The reasoning behind that is the following: a “cat cat_face” and a “cat” should yield the same result, namely, cat door unlocked. I do not think it is important whether the cat is leaving or coming ^^ but that is just my preference (and labeling/pushing to different directories is a pain).

This is not that bad, I guess, especially considering that I actually am not well versed in DL with images.

@BenHamm if you would not mind letting me getting my fingers on your data set, I would like to see what happens when a network is trained on some random cats vs. your well collected dataset

Currently, since I just started out, it recognizes random things as one of the classes, still (a donkey as a house cat, ups). So this has to be fixed, but since I assume it is more like “prey”=locked and otherwise open, this would not be too bad (as a baseline)

zonkyo · July 24, 2022, 5:12pm

So, solved it on my end - easy enough for the first try!

For the fine-tunining, set the threshold to something “low”, like 0.5, for the testing increase it to something like 0.9, i.e.
learn.loss_function = BCEWithLogitsLossFlat(thres=0.9)

Besides that, you can change your get_y method! Sorry that this occurred only now to me, after dabbling a bit around with it myself.
get_y = lambda label: [1, 0, 0] if label=='cat' else [1, 1, 0] if label=='cat cat_face' else [1,1,1] if label=='cat cat_face cat_with_prey' else [0, 0, 0]

this should work as well. This way, you could use images without targets as well, if you want to.
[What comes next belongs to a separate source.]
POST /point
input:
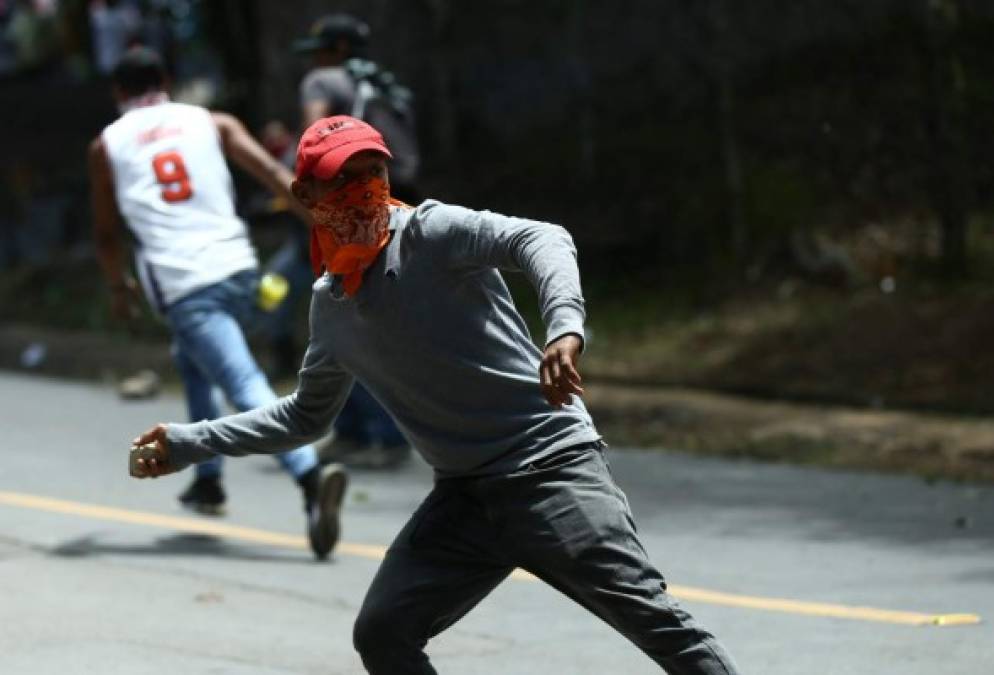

so sometimes it really misses the point (lower center, cat next to a corpse of… something) and sometimes in my mini dataset it learned the wrong concept (cat box = cat, ups).

But as a proof of concept, it is possible to enhance the data set you gathered over a longer time with your cat with some random cats from the web! Fun stuff!

( in the end I had around 1200 images, 700 ‘normal’ cats, 430 cat with prey and some random images; whether you want to let in a tiger or a lion, as long as they have no prey in their fangs, that is your decision; you could add a cateogry ‘Bencat’ against a ‘cat’ category)

zonkyo · September 19, 2022, 8:52am

Apparently, other people think this is a real issue

Article in German of “Lion’s den”, I think in America the show “Shark tank”, where someone is attempting to sell his ‘invention’ that does the exact same thing.
So, your problem seems to concern others as well!